Fink advierte: ia exacerbará la desigualdad económica
Larry Fink, CEO de BlackRock, lanza una advertencia contundente: la inteligencia artificial podría profundizar la brecha entre ricos y pobres, replicando dinámicas históricas de acumulación de capital. Su análisis, plasmado en su carta anual a inversores, señala un riesgo real para la democratización de la riqueza.

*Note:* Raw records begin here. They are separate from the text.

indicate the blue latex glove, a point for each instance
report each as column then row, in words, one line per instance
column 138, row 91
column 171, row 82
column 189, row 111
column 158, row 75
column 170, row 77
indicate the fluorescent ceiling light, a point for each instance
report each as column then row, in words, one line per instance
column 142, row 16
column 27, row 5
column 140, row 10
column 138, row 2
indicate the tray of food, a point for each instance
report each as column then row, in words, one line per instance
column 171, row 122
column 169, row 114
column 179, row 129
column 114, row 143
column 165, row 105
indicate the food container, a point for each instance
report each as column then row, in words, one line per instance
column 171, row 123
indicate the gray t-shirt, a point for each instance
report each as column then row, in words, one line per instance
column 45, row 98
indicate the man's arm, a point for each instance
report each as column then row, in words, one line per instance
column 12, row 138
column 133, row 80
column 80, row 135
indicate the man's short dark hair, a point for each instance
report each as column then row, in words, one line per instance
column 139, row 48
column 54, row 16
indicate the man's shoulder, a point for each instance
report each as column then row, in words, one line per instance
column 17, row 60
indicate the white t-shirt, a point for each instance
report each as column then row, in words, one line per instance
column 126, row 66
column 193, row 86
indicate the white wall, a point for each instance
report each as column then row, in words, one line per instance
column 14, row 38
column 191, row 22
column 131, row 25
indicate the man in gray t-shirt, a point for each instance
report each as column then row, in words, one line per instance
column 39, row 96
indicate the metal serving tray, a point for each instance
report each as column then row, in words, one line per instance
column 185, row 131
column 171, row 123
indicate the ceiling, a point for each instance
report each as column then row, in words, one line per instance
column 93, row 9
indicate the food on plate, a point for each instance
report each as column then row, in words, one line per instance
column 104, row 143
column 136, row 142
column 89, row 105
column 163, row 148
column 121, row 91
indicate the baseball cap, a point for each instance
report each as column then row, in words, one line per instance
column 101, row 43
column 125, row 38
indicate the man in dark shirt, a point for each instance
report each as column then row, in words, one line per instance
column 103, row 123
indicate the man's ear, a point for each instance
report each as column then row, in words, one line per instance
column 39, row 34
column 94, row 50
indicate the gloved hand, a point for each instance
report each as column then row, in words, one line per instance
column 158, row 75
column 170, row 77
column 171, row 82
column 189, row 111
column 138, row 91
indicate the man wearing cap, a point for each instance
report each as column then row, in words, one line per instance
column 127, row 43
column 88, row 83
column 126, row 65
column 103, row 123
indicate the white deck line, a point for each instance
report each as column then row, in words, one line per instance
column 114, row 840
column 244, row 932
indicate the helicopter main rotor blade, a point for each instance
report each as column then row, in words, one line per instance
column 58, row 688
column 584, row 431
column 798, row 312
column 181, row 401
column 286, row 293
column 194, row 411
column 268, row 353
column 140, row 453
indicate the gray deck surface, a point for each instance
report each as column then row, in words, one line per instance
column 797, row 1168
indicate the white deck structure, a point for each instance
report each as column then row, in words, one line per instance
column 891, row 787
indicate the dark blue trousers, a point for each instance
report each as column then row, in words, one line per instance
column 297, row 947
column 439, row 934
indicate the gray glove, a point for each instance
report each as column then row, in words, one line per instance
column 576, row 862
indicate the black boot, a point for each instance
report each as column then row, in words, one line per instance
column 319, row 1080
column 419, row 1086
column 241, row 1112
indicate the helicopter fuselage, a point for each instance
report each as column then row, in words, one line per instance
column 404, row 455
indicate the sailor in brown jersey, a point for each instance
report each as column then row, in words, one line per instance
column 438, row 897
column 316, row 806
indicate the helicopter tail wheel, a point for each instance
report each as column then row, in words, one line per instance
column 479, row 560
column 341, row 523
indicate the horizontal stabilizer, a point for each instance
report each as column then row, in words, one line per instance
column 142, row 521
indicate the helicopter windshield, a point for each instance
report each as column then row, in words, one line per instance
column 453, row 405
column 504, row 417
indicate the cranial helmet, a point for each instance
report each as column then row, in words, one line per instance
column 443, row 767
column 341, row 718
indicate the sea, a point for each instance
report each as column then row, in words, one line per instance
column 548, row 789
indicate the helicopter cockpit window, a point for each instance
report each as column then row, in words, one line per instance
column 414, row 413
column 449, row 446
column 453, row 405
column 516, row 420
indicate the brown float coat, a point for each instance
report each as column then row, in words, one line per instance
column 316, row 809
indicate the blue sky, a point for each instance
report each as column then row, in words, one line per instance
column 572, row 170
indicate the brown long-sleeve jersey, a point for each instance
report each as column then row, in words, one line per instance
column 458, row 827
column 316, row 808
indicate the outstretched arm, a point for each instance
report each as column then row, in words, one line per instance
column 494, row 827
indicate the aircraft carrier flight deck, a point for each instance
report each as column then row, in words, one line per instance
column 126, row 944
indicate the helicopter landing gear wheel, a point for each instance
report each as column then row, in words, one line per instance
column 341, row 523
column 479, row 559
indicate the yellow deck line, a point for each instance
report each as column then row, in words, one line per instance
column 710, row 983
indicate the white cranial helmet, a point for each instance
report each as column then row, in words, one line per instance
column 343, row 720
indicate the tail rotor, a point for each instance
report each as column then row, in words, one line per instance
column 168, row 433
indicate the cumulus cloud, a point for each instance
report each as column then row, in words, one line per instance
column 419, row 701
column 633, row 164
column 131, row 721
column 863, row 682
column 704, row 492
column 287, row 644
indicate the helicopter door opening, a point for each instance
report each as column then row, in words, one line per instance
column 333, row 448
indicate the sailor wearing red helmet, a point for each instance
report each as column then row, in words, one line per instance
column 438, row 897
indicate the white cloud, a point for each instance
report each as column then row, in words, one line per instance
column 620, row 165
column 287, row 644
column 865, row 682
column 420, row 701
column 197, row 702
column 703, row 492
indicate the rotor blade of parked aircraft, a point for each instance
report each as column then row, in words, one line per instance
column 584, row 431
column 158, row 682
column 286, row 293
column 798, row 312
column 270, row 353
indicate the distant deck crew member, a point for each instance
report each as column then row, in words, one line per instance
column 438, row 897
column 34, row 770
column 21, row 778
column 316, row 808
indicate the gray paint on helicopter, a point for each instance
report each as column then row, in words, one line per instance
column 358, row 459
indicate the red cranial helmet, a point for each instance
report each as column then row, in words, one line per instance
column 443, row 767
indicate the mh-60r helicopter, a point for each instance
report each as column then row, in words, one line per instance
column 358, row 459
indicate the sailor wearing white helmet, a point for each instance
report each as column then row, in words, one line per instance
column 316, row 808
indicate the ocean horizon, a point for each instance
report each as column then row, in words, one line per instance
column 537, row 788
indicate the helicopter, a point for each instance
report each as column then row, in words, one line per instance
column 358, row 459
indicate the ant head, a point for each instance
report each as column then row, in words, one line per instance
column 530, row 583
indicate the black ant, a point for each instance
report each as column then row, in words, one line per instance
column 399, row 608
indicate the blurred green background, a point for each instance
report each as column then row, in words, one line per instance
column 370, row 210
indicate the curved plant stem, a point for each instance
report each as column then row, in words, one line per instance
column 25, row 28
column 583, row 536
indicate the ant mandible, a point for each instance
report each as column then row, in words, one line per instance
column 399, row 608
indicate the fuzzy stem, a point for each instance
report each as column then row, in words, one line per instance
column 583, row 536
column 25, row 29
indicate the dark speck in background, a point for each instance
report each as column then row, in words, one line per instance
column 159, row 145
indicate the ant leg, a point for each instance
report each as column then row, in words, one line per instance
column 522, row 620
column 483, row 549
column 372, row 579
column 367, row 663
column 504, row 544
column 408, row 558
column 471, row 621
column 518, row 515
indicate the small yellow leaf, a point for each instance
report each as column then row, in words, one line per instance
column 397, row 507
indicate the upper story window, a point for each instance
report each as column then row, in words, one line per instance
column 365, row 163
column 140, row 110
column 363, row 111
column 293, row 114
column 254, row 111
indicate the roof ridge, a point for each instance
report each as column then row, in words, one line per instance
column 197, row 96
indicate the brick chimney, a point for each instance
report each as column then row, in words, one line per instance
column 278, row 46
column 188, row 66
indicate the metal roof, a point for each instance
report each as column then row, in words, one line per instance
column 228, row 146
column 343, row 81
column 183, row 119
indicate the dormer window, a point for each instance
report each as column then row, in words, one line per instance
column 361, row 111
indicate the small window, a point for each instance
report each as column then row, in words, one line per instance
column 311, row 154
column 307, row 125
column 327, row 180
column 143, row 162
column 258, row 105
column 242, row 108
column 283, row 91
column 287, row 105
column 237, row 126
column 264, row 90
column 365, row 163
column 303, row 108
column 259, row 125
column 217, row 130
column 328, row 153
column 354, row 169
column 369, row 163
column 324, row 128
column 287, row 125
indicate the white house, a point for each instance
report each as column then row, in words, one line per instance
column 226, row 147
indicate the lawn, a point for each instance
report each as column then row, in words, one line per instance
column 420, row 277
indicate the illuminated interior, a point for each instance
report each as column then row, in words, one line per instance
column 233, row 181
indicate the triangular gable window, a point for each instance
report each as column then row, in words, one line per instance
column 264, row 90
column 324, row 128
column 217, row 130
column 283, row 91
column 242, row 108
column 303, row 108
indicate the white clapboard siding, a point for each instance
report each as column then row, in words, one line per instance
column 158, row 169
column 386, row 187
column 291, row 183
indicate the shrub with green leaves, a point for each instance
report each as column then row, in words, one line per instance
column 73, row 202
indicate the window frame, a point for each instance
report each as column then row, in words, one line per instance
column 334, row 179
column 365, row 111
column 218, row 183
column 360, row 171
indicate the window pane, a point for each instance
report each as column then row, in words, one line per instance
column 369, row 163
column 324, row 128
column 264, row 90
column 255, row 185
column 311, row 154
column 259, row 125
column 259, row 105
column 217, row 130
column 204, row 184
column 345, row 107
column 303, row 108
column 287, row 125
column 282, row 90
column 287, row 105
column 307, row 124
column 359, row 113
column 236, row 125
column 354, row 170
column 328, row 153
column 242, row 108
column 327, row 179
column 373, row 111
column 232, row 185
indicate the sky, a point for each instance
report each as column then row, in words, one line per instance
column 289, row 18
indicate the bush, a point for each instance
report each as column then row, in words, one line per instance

La ia: un acelerador de la desigualdad
Fink argumenta que, al igual que en épocas pasadas, aquellos con mayores recursos financieros serán los principales beneficiarios de la revolución de la IA. Esta vez, sin embargo, la escala podría ser mucho mayor. La automatización impulsada por la IA, aunque generadora de valor económico considerable, podría dejar atrás a millones de personas incapaces de acceder a ese valor.
El ejecutivo no ignora el impacto en el mercado laboral. Reconoce la destrucción y creación de empleos, pero se centra en la cuestión de la propiedad. “Cuando la capitalización de mercado aumenta, pero la propiedad sigue reducida, la prosperidad puede parecer cada vez más lejana para quienes están fuera”, escribe.
BlackRock, la mayor gestora de activos del mundo, ha experimentado un crecimiento significativo en los últimos años, impulsado por la demanda de fondos indexados de bajo coste y adquisiciones estratégicas. La compra de Global Infrastructure Partners, HPS Investment Partners y Preqin, así como la adquisición de Aligned Data Centers por 40.000 millones de dólares, son ejemplos de esta estrategia de expansión.
Ahora, BlackRock se alinea con empresas tecnológicas líderes para invertir en IA, centros de datos y la infraestructura energética necesaria. Pero Fink insiste en la necesidad de reformar el sistema de Seguridad Social estadounidense. Propone diversificar las aportaciones actuales, concentradas en bonos del Tesoro, y permitir el acceso a las prestaciones a partir de los 62 años, con una edad de jubilación completa a los 67 años para quienes nacieron después de 1960. La reforma, según Fink, es vital antes de que las promesas a los ahorradores se vean comprometidas.
La gestora de activos ha visto dispararse los activos de sus clientes desde que Fink comenzó a escribir sus cartas anuales. Esta consolidación en el mercado de valores y bonos, junto con su creciente apuesta por la tecnología, la posiciona como un actor clave en la definición del futuro económico.
La advertencia de Fink no es una profecía, sino una evaluación realista de las tendencias en marcha. La democratización de la inversión es un reto complejo, pero la inacción podría perpetuar un ciclo de creciente desigualdad. La tecnología, por sí sola, no garantiza el progreso social. Se requiere voluntad política y soluciones innovadoras para evitar que la IA amplíe la brecha entre quienes tienen y quienes no tienen.
El futuro no está escrito; dependerá de las decisiones que tomemos ahora.